No doubt Bernie Madoff would have been perfectly happy to tell the public the truth, if that would mean that he still had a viable business.
Renewables are in the same position as Madoff, and come to the same way forward.
Lie and misdirect.
Posted by: Davemart | 17 January 2012 at 04:40 AM
Davemart, it's similar to the way fossil burning plants never include the environmental damage (true cost) in their figures.
Posted by: danm | 17 January 2012 at 07:15 AM
It looks to me like they are saying if a private company wants to develop solar, they do not have to buy the land, a public/private partnership can be made that benefits both.
Posted by: SJC | 17 January 2012 at 07:53 AM
@danm:
Nope, clearly financial costs do not include environmental ones, and everyone knows that.
The habitual presentation of renewables as so many nuclear power stations worth, when it is peak power not average output, amounts to deliberate and repeated disception and misrepresentation.
To say that this huge array would equal the output of 7 nuclear power stations is a flat-out lie.
Posted by: Davemart | 17 January 2012 at 08:20 AM
@Davemart,
50,000 acres x 4000 M^2/acre = 200,000,000 M^2.
At 60% of this land covered with solar trough collectors, we will have 200,000,000 x .60= 120,000,000 M^2. At 25% solar to electricity efficiency for solar trough thermal power plants, we will have 30,000,000 peak kW (30,000 MW) solar output.
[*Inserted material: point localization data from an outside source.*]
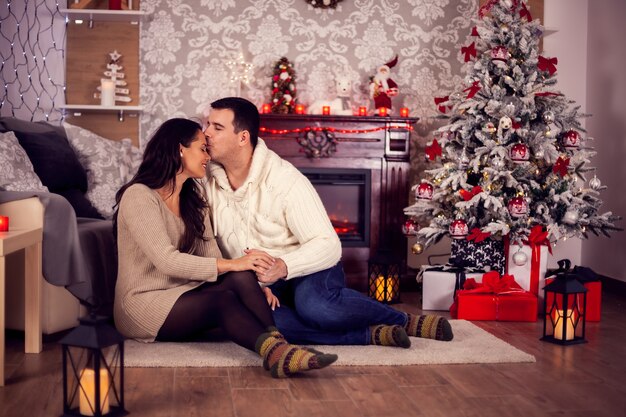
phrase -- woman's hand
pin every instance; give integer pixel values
(272, 300)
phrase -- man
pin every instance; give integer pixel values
(260, 201)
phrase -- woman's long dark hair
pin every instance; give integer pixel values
(161, 162)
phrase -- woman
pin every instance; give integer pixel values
(172, 280)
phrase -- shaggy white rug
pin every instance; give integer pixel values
(471, 344)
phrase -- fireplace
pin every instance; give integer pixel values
(346, 197)
(359, 165)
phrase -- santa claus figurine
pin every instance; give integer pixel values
(382, 88)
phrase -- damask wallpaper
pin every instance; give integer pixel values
(187, 48)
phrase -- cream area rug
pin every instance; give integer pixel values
(471, 344)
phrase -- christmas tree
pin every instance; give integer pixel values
(283, 87)
(513, 154)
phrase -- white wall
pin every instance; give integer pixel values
(606, 100)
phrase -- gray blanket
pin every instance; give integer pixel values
(78, 254)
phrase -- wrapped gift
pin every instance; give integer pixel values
(439, 283)
(487, 254)
(592, 283)
(530, 275)
(496, 298)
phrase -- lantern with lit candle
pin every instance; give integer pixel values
(384, 277)
(565, 302)
(93, 369)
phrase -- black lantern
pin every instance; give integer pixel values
(384, 277)
(565, 302)
(93, 369)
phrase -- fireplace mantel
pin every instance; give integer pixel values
(379, 144)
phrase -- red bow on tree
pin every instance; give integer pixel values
(472, 90)
(524, 13)
(560, 167)
(547, 64)
(469, 51)
(477, 235)
(468, 195)
(433, 150)
(439, 100)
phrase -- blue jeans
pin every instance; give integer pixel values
(319, 309)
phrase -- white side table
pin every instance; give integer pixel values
(30, 240)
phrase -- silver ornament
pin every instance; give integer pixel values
(520, 258)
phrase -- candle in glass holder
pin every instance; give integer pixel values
(107, 92)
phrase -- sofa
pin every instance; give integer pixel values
(63, 179)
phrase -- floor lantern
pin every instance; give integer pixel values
(384, 277)
(93, 369)
(565, 301)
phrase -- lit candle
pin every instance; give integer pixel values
(4, 224)
(569, 325)
(87, 398)
(107, 92)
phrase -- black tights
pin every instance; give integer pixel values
(234, 303)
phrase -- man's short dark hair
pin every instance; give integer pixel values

With molten salt thermal storage to allow electricity production around the clock, we can expect average power output of solar thermal plant to be around 25% of peak output.
Hence, 30,000 MW peak x 25%= 7,500 MW continous output. Right on the ball with the DOD's estimation
I clearly see no misrepresentation here.
Posted by: Roger Pham | 17 January 2012 at 07:24 PM
Roger, solar trough collectors may be the more mature design but we can get more than 60% land coverage with multi-point receivers.
CLFR, Compact Linear Fresnel Reflector, arrays can get up to 84%;
http://www.inference.phy.cam.ac.uk/sustainable/refs/solar/csp/CLFR.pdf
and MTSA, Multi Tower Solar Arrays, up all the way up to 90%;
http://www.physics.usyd.edu.au/app/research/solar/mtsa.html
Posted by: ai_vin | 18 January 2012 at 12:54 AM
A good project for the solar alternative channels. They will of course have to compete with excess heat effect producing continuous electricity without reliance on daylight - at a COP of 6 or greater.